CISA director: We'll be dealing with Log4j for a long time

The bug's impact will be massive, requiring lots of tech to be patched or locked down.

Bree Fowler Senior Writer
Bree Fowler writes about cybersecurity and digital privacy. Before joining CNET she reported for The Associated Press and Consumer Reports. A Michigan native, she's a long-suffering Detroit sports fan, world traveler, two star marathoner and champion baker of over-the-top birthday cakes and all-things sourdough.
Expertise Cybersecurity, Digital Privacy, IoT, Consumer Tech, Running and Fitness Tech, Smartphones, Wearables
Bree Fowler
2 min read

CISA Director Jen Easterly says the Log4j security flaw is the worst she has seen in her career.


Security professionals will be dealing with the fallout from the Log4j bug for a long time to come, top officials for the Cybersecurity and Infrastructure Security Agency said Monday.

If left unpatched or otherwise unfixed, the major security flaw discovered a month ago in the Java-logging library Apache Log4j poses risks for huge swaths of the internet.

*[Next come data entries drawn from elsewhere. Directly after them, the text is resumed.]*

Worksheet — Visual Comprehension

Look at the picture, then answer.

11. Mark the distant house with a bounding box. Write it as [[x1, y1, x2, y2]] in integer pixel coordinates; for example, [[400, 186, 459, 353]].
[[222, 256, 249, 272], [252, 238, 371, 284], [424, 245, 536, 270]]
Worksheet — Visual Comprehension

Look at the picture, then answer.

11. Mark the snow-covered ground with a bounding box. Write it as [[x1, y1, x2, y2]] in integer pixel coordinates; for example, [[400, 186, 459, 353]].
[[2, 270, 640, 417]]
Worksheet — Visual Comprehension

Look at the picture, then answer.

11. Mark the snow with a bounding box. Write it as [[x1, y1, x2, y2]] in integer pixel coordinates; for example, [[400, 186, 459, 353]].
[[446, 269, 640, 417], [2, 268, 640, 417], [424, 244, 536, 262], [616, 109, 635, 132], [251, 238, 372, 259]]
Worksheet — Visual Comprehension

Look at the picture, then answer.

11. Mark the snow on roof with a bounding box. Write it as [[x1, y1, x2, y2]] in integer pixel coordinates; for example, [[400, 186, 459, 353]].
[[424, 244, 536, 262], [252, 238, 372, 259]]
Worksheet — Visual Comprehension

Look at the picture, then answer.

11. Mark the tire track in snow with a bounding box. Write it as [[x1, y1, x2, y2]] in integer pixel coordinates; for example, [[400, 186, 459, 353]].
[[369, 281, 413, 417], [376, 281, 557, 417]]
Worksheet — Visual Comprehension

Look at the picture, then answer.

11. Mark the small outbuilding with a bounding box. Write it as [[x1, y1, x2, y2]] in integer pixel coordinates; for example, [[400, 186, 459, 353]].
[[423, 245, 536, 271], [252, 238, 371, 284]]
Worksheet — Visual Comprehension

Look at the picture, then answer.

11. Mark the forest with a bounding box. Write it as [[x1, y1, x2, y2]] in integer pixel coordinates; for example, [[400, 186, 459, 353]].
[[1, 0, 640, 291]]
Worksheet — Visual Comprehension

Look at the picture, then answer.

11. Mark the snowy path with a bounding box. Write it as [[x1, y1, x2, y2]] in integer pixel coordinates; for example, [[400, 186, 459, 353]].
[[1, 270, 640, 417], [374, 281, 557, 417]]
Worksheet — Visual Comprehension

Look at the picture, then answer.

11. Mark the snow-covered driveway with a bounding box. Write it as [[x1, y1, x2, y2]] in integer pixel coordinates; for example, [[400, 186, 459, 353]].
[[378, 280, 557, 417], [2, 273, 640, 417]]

The vulnerability in the widely used software could be exploited by cyberattackers to take over computer servers, potentially putting everything from consumer electronics to government and corporate systems at risk of a cyberattack.

No US federal agencies have been compromised as a result of the vulnerability, CISA Director Jen Easterly told reporters on a call Monday. In addition, no major cyberattacks involving the bug have been reported in the US, though many attacks go unreported, she said. 

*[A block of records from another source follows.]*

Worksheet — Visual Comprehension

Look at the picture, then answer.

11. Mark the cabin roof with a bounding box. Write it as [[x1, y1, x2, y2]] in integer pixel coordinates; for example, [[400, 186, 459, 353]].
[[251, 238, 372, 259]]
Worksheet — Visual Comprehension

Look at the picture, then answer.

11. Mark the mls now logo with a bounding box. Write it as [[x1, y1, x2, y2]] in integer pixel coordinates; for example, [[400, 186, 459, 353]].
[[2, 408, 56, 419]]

Easterly said the sheer scope of the vulnerability, which affects tens of millions of internet-connected devices, makes it the worst she has seen in her career. It's possible, she said, that attackers are biding their time, waiting for companies and others to lower their defenses before they attack. 

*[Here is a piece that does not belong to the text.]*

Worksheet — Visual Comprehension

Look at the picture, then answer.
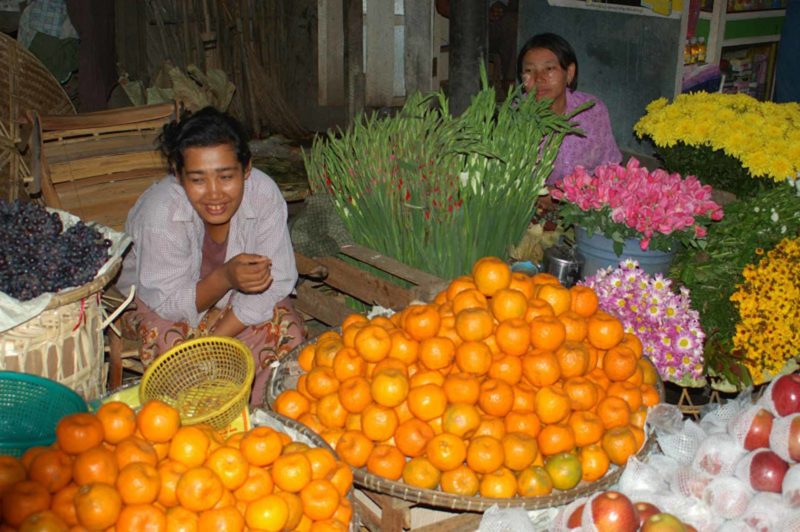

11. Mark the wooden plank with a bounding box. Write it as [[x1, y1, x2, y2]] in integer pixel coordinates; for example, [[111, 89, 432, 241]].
[[44, 130, 166, 162], [292, 282, 354, 327], [316, 257, 412, 309], [42, 121, 169, 142], [341, 244, 443, 285], [294, 251, 328, 279], [414, 513, 483, 532], [50, 166, 168, 190], [50, 152, 163, 184], [41, 103, 175, 133]]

"We do expect Log4Shell to be used in intrusions well into the future," Easterly said, using the name for the bug in the Log4j software. She noted the Equifax data breach in 2017, which compromised the personal information of nearly 150 million Americans, stemmed from a vulnerability in open-source software.

Most of the attempts to exploit the bug, so far, have been focused on low-level crypto mining or attempts to draw devices into botnets, she said.

One of the first known attacks using the vulnerability involved the computer game Minecraft. Attackers were able to take over one of the world-building game's servers before Microsoft, which owns Minecraft, patched the problem.

There have been big attacks elsewhere. Last last month, the Belgian Defense Ministry confirmed at its systems had been breached as a result of the bug.